3. Aux termes de l’article L. 600-3 du code de l’urbanisme : « Un recours dirigé contre une décision de non-opposition à déclaration préalable ou contre un permis de construire, d’aménager ou de démolir ne peut être assorti d’une requête en référé suspension que jusqu’à l’expiration du délai fixé pour la cristallisation des moyens soulevés devant le juge saisi en premier ressort. / La condition d’urgence prévue à l’article L. 521-1 du code de justice administrative est présumée satisfaite. / () ».
4. M. C bénéficie en l’espèce de la présomption d’urgence instituée par les dispositions précitées. Si la commune de Sézanne fait valoir que M. C a tardé avant de demander la suspension de l’exécution du permis en litige, le seul écoulement du temps n’est pas de nature à renverser cette présomption.

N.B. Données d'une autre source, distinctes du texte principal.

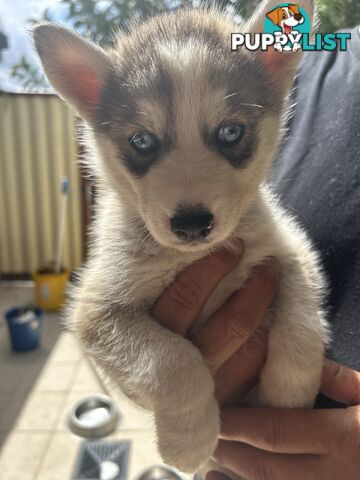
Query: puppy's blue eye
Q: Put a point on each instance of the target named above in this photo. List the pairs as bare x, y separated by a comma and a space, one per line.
229, 134
143, 142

Dans ces conditions, la condition d’urgence doit ici être regardée comme remplie.
5. En l’état de l’instruction, et en l’absence de toute signature figurant sur la copie de l’arrêté du 7 février 2025 qui a été communiquée ainsi que de production en défense des avis visés par les arrêtés du 23 avril 2024 et du 7 février 2025, les moyens tirés de la méconnaissance de l’article L. 212-1 du code des relations entre le public et l’administration, du défaut de motivation des prescriptions, et de l’illégalité, par voie d’exception, du permis initial au regard des prescriptions du règlement de sécurité contre les risques d’incendie dans les établissements recevant du public, doivent être regardés comme de nature à faire naître un doute sérieux quant à la légalité de l’acte attaqué.
6. Pour l’application de l’article L. 600-4-1 du code de l’urbanisme, aucun des autres moyens soulevés n’est, en l’état du dossier, susceptible d’entraîner la suspension de l’exécution de l’acte attaqué.

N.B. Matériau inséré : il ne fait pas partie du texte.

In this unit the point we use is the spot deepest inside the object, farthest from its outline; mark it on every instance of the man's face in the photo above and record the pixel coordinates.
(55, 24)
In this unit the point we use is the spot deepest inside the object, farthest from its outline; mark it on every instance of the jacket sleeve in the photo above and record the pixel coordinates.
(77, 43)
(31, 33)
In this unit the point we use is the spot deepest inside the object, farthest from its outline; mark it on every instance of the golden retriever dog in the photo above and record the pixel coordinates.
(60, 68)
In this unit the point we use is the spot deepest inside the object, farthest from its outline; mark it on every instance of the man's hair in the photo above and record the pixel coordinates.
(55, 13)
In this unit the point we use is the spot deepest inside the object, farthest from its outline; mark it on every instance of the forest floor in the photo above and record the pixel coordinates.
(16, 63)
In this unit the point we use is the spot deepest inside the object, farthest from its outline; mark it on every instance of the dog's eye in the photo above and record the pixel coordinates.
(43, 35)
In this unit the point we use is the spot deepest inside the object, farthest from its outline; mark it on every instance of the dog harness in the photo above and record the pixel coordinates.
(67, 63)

7. Il résulte de tout ce qui précède que l’ensemble des conditions posées à l’article L. 521-1 du code de justice administrative étant rempli, M. C est fondé à demander la suspension de l’exécution de l’arrêté du 7 février 2025, par lequel le maire de Sézanne a délivré à la commune de Sézanne, au nom de cette même commune, un permis de construire modificatif valant permis de démolir à propos du remplacement des sanitaires extérieurs.

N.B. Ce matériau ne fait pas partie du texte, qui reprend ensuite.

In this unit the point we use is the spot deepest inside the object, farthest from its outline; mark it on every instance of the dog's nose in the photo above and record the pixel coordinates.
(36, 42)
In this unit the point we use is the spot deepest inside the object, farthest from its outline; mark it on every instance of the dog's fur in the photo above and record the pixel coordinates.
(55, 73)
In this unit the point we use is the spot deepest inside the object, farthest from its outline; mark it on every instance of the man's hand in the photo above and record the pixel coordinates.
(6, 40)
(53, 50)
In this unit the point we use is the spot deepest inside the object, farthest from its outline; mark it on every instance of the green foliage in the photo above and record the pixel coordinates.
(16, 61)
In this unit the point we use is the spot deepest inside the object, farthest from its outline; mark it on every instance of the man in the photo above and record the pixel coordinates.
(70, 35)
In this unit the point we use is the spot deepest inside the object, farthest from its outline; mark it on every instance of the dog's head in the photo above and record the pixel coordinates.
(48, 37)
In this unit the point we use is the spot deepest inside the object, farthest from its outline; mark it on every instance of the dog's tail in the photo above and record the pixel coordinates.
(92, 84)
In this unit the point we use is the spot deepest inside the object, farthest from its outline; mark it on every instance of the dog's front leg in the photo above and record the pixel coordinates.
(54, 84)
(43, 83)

8. Il y a lieu, dans les circonstances de l’espèce, de mettre à la charge de la commune de Sézanne une somme de 1 500 euros au titre des dispositions de l’article L. 761-1 du code de justice administrative. Les mêmes dispositions font obstacle à ce qu’une somme soit mise à ce titre à la charge du requérant qui n’est pas la partie perdante dans la présente instance. Enfin, les conclusions présentées par M. C au titre des dépens doivent être rejetées, en l’absence de tous dépens ici exposés.
O R D O N N E :
Article 1er : L’exécution de l’arrêté du 7 février 2025, par lequel le maire de Sézanne a délivré à la commune de Sézanne, au nom de cette même commune, un permis de construire modificatif valant permis de démolir à propos du remplacement des sanitaires extérieurs, est suspendue.
Article 2 : La commune de Sézanne versera à M. C une somme de 1 500 euros au titre de l’article L. 761-1 du code de justice administrative.
Article 3 : Le surplus des conclusions des parties est rejeté.
Article 4 : La présente ordonnance sera notifiée à M. A C et à la commune de Sézanne.
Fait à Châlons-en-Champagne, le 1er août 2025.
Le juge des référés,
Signé
B. B
La République mande et ordonne au préfet de la Marne en ce qui le concerne ou à tous commissaires de justice à ce requis en ce qui concerne les voies de droit commun contre les parties privées, de pourvoir à l’exécution de la présente décision.